The discipline is worth it. A pipeline that reports its own failure rates and flags stale data is one you can trust. One that silently passes bad data downstream is one that surprises you in production.

Frequently Asked Questions

What are the five layers of a production web data pipeline?

The five layers are: collection (scraping with run IDs and item counts per batch), validation (schema checking that quarantines bad records rather than passing them downstream), transformation (normalization and enrichment before storage), storage (Postgres for queries, S3/GCS for history, vector store for semantic search), and freshness monitoring (staleness alerts when a source stops updating). Each layer needs explicit failure handling — a layer that silently succeeds with bad data is worse than one that fails loudly.

How should you handle validation failures in a scraping pipeline?

Quarantine failed records to a separate table or dead-letter queue with the full error context. Never silently drop bad records or substitute null values. A good quarantine table includes: the raw scraped item, the validation error(s), the source URL, the run ID, and a timestamp. A spike in quarantine rate is often the first signal that a source has changed its schema — treat it as a monitoring alert, not just a data issue.

What storage architecture works best for web-scraped data?

Use a three-tier approach: (1) Postgres or SQLite for structured queries and recent data access; (2) object storage (S3, GCS) for the raw scraped archive — keep raw data indefinitely so you can reprocess it when transformation logic changes; (3) a vector database (Pinecone, ChromaDB, pgvector) if you need semantic search or RAG. The raw archive is the most important tier: transformations are lossy, and you will need to reprocess historical data when requirements change.

How do you detect when scraped data has gone stale?

Track the last-updated timestamp per source and alert when it exceeds a configurable threshold — 24 hours for daily sources, 7 days for weekly. Also track item count per run: a sudden 50%+ drop often means a source changed its structure or started blocking your scraper before schema validation catches it. Store a rolling item-count per source per day and alert on both zero-item runs and significant count drops.

What is the most common way production data pipelines fail silently?
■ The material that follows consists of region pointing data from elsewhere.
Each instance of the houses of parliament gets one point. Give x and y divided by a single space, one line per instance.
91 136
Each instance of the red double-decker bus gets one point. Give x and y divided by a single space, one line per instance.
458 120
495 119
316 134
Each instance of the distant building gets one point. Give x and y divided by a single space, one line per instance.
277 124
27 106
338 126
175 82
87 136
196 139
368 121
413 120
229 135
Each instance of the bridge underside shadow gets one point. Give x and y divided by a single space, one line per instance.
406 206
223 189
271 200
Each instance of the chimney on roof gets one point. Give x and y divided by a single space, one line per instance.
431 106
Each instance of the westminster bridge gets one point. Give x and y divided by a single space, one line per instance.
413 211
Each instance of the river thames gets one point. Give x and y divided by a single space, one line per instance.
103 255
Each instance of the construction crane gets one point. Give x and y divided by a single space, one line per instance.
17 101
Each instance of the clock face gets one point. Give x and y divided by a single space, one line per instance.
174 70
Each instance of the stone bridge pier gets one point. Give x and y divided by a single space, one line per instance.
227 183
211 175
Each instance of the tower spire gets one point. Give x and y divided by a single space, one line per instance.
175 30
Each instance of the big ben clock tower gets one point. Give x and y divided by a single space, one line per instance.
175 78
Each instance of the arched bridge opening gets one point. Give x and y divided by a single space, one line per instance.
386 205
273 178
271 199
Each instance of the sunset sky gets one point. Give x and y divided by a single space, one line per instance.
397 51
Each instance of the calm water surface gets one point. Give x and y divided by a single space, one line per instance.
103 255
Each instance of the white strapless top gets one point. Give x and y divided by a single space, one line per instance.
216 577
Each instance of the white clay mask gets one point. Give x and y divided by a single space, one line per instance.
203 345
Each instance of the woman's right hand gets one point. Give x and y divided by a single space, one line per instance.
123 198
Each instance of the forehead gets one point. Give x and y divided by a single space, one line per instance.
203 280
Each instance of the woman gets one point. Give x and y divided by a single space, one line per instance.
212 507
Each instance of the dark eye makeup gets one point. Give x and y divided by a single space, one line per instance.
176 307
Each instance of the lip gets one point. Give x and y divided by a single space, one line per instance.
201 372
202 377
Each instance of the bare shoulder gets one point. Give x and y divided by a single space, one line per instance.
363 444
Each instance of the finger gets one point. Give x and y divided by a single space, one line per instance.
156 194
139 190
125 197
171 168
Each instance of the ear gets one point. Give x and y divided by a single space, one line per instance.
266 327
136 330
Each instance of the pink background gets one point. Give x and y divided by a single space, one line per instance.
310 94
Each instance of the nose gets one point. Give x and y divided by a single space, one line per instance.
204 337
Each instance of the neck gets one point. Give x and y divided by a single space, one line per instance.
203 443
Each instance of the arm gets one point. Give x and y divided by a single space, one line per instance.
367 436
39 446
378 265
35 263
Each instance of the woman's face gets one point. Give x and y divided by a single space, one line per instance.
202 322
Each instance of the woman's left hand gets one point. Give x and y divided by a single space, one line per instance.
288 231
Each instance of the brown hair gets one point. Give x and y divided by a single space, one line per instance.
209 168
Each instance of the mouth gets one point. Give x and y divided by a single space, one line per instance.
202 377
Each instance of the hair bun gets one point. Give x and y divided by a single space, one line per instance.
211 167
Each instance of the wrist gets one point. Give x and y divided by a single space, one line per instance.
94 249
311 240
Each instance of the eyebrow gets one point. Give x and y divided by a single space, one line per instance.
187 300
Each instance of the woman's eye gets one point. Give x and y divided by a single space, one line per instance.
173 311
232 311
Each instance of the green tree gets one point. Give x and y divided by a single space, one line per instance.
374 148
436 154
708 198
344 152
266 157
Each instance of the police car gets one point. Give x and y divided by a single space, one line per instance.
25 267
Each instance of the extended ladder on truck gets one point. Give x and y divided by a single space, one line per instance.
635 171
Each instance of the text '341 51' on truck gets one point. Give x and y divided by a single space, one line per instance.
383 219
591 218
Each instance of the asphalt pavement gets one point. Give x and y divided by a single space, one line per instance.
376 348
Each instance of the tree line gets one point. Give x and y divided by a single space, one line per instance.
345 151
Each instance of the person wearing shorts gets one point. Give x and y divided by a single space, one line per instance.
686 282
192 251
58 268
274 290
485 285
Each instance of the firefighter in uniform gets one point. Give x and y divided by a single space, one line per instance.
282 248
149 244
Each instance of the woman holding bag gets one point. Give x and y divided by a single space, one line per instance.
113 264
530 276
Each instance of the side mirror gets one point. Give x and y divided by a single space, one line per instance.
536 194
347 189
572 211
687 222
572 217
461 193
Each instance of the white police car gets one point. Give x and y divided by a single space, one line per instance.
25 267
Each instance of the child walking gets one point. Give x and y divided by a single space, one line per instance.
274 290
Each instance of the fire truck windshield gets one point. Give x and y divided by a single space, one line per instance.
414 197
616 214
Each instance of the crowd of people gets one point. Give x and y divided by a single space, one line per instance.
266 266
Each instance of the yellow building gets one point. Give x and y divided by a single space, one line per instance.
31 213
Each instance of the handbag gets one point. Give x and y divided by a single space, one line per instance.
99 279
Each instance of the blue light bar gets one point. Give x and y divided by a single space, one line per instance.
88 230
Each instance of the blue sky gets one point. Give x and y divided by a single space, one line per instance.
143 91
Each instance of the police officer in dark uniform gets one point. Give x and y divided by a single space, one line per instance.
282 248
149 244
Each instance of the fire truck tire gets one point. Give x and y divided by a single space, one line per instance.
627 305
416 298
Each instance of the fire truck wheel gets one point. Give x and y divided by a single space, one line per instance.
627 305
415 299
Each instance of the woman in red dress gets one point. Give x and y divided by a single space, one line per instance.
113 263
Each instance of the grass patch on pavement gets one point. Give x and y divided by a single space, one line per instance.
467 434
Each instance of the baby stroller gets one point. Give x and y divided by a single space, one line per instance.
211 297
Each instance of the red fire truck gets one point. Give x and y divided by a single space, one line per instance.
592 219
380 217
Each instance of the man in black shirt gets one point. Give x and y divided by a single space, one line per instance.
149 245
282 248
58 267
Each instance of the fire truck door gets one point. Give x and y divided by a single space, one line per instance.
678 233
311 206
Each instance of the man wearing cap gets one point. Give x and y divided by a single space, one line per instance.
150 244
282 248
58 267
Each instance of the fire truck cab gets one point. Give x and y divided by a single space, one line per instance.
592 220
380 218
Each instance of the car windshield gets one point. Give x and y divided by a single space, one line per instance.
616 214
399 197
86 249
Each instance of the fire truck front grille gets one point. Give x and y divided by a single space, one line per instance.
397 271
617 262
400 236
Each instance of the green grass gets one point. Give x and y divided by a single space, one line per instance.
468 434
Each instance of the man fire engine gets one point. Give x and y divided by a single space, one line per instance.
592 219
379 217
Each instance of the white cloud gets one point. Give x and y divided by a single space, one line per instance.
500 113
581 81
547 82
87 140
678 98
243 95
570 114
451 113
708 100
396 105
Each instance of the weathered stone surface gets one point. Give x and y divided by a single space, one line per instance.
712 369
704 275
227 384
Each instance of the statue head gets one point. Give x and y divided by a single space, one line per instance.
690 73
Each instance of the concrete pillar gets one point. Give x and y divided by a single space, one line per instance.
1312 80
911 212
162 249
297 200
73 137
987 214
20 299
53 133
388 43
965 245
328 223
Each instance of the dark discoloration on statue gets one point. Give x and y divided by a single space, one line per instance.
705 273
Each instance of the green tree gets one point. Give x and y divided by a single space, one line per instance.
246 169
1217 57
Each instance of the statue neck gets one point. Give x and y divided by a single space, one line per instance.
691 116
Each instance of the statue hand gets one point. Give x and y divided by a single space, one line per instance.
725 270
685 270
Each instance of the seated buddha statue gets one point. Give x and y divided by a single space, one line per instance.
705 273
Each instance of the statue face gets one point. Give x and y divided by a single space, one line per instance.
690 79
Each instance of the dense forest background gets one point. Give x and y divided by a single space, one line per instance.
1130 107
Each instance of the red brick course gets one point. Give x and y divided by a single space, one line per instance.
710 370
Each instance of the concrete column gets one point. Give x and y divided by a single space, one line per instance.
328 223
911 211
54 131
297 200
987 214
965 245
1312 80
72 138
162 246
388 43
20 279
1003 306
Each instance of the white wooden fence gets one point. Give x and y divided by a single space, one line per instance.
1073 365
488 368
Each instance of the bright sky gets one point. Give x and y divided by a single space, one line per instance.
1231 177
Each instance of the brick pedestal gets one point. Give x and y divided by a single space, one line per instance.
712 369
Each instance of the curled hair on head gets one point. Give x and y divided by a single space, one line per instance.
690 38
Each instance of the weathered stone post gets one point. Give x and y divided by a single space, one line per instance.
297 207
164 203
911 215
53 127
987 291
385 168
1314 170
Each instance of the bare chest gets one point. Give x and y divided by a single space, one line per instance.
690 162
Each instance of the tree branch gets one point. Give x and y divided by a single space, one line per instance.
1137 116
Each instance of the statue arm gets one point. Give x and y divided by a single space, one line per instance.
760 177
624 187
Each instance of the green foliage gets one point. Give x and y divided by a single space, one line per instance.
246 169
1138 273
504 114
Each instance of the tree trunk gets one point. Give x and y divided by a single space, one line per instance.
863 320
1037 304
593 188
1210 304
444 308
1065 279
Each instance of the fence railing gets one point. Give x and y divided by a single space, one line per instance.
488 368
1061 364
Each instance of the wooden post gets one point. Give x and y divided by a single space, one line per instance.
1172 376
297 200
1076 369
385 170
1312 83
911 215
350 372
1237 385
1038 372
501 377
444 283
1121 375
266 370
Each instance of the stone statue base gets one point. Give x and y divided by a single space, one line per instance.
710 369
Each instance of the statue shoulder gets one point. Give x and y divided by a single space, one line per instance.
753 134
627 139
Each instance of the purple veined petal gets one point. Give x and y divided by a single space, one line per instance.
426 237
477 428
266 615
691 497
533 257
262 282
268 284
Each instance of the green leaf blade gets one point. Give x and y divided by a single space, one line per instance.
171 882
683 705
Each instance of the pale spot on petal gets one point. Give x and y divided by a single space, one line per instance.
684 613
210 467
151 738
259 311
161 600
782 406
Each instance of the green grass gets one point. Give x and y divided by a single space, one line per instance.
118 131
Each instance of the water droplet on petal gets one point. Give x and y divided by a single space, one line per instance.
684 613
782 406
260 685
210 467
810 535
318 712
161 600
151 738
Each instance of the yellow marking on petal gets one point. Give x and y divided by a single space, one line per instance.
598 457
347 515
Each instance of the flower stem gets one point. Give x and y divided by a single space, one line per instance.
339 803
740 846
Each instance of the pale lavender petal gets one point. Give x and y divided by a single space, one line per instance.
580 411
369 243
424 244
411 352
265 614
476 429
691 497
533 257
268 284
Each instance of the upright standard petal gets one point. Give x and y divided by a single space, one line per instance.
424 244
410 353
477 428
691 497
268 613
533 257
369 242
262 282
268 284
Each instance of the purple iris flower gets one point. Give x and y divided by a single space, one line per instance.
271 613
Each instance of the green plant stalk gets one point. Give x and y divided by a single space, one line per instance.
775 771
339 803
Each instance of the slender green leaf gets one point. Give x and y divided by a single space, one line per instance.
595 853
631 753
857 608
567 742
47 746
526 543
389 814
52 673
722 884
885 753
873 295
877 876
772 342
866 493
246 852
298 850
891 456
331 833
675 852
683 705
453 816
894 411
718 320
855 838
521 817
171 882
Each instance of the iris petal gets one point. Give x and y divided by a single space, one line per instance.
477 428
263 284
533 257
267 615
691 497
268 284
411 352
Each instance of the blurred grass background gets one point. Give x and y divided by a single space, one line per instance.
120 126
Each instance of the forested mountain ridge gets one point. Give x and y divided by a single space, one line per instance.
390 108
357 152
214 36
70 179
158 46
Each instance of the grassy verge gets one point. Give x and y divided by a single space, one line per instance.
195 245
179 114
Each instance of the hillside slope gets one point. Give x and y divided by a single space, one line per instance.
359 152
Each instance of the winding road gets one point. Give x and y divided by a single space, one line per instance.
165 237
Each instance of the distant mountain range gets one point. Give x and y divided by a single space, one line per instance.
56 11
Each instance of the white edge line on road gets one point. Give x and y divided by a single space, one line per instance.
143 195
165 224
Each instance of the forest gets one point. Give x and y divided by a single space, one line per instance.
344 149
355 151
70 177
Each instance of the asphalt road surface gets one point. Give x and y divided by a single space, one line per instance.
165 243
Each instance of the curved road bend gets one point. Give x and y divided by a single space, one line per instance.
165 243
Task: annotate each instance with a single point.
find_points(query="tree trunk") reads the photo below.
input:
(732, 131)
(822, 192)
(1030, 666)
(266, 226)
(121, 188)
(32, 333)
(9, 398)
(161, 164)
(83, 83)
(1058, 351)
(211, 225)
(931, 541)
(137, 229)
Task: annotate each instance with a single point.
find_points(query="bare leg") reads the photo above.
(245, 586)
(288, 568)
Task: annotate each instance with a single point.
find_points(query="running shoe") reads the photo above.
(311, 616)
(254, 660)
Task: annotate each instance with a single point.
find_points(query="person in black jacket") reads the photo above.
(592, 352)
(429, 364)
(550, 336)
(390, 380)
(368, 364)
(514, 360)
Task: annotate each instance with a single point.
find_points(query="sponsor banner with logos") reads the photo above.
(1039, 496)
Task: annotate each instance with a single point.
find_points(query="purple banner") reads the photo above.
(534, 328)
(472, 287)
Silent validation bypasses are the most common failure mode — exception handlers that catch errors and continue rather than quarantining the bad record. The second most common is type coercion: None or empty strings cast to 0 or "" pass schema validation but corrupt downstream aggregations. Third is timestamp normalization bugs mixing UTC and local time, which breaks time-series queries. All three are preventable with strict schema validation that rejects rather than coerces unexpected values.